Non, un indépendant ne cotise pas au chômage et n’y a pas droit. En cas de difficultés économiques graves ou de force majeure, il peut bénéficier du droit passerelle, qui offre une indemnité mensuelle temporaire. Ce dispositif a été renforcé ces dernières années mais reste limité dans sa durée et son montant.
Quelle est la pension d’un indépendant en Belgique ?
La pension légale des indépendants a été rapprochée de celle des salariés au fil des réformes récentes, mais reste en moyenne moins élevée à revenus équivalents. C’est pourquoi la constitution d’une pension complémentaire via la PLCI (ou l’EIP en société) est fortement recommandée dès le début de l’activité.
Faut-il un comptable quand on est indépendant en Belgique ?
Ce n’est pas légalement obligatoire pour un indépendant en personne physique, mais c’est fortement recommandé. Un comptable vous aide à optimiser vos charges, éviter les erreurs fiscales, anticiper vos cotisations sociales et choisir la meilleure structure juridique pour votre activité. En savoir plus.

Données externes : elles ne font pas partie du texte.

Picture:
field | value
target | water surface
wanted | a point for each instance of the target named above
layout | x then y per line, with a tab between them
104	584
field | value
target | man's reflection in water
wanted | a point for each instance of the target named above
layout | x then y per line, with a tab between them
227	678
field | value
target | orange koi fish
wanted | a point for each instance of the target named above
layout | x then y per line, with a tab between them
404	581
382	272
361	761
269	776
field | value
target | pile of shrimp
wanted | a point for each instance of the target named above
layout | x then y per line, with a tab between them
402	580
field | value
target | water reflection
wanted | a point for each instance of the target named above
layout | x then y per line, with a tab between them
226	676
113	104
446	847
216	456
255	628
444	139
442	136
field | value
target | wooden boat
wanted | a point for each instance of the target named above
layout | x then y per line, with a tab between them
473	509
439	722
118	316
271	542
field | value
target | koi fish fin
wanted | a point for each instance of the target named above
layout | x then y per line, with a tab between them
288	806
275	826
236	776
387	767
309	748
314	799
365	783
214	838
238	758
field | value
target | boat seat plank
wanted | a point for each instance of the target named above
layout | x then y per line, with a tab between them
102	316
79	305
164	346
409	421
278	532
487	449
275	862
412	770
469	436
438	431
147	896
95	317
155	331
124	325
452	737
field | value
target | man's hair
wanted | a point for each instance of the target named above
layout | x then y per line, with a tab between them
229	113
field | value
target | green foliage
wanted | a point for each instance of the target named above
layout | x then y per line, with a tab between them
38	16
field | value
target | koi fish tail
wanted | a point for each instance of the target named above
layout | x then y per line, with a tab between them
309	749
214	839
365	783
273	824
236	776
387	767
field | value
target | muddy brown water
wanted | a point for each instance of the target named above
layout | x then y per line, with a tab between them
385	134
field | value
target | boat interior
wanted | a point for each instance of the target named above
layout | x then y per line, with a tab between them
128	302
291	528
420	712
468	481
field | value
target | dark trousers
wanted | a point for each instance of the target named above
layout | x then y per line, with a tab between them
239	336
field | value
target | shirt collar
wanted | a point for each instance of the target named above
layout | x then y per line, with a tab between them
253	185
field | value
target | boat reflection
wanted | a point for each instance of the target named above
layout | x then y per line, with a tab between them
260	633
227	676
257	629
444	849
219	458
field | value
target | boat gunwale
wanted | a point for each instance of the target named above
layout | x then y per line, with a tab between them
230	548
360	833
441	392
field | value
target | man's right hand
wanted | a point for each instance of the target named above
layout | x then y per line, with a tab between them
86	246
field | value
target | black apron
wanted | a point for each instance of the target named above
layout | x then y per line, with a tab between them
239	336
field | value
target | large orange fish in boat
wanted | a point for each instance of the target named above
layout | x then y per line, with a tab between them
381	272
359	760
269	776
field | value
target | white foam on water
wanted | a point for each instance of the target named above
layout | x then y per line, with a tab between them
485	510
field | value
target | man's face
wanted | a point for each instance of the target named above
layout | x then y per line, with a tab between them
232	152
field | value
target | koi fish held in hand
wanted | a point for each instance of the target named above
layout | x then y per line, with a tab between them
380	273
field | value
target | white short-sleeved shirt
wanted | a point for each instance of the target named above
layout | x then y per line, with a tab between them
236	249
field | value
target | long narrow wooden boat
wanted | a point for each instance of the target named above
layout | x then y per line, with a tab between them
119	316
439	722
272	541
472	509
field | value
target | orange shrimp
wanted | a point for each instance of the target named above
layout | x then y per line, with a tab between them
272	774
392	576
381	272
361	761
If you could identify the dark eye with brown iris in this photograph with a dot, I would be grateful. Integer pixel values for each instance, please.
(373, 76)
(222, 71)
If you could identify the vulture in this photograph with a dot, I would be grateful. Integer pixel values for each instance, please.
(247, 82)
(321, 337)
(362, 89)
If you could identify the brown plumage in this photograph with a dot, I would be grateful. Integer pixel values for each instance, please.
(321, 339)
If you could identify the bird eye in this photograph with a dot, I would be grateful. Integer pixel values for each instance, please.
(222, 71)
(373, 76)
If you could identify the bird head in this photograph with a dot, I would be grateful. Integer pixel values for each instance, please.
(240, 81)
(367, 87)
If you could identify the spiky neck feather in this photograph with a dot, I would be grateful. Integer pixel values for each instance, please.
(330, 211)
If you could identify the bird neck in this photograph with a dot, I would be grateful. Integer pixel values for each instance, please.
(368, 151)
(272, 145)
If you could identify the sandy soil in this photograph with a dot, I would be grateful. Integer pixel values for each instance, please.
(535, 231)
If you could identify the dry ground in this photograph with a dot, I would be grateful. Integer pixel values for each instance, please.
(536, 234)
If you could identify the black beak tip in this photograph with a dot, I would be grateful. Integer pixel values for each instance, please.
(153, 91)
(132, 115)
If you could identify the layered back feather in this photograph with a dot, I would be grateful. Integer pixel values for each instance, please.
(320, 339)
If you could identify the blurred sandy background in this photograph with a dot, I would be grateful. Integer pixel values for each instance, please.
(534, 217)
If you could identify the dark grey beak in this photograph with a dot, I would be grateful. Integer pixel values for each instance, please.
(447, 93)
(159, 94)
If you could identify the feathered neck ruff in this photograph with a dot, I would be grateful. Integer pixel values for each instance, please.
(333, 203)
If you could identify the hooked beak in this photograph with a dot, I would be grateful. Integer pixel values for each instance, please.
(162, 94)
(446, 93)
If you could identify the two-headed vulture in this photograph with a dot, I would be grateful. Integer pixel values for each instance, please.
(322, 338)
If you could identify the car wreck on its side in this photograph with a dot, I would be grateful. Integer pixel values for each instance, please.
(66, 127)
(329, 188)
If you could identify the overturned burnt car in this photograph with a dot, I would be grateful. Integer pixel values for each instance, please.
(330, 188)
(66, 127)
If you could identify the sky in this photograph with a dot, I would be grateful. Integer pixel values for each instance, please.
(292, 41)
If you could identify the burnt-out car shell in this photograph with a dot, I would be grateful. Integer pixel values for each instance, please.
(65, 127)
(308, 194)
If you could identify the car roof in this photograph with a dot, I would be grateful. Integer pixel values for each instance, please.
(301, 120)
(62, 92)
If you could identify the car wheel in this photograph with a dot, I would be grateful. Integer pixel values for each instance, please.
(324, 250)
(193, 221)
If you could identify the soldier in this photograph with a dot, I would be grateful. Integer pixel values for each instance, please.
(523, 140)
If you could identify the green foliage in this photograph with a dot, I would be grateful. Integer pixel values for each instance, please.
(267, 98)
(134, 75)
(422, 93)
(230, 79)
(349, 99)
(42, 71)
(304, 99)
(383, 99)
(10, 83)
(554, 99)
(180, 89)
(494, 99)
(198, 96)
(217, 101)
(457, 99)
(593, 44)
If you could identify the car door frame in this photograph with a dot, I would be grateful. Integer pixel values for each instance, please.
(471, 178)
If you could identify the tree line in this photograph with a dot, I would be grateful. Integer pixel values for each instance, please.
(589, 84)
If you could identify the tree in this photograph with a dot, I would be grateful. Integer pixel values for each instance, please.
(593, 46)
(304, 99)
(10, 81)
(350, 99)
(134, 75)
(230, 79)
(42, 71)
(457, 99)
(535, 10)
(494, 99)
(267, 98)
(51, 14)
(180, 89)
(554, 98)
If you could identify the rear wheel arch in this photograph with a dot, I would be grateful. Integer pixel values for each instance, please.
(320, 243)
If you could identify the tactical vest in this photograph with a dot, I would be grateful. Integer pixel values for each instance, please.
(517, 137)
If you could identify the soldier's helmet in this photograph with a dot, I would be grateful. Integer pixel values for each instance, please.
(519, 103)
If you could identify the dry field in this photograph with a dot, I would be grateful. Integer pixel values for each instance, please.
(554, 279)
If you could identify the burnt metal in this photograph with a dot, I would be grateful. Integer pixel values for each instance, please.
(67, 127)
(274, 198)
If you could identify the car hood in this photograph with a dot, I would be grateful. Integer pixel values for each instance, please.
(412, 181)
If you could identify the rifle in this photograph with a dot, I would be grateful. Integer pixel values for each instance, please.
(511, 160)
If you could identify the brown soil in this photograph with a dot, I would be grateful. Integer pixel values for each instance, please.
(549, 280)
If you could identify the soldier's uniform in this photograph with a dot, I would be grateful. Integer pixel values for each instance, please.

Quelle est la différence entre conjoint aidant et aidant indépendant ?
Le conjoint aidant est spécifiquement le partenaire marié ou cohabitant légal qui assiste un indépendant dans son activité. Depuis le 1er janvier 2024, tous les conjoints aidants sont soumis au maxi-statut. L’aidant indépendant désigne toute autre personne de l’entourage (hors conjoint) qui assiste un indépendant sans contrat de travail — il relève également du statut social des indépendants.
Sources : SPF Économie, SPF Finances, INASTI, Code des sociétés et des associations (CSA), réglementation belge en vigueur en 2026. Les montants de cotisations sont indexés annuellement — vérifiez les valeurs exactes auprès de votre caisse d’assurances sociales.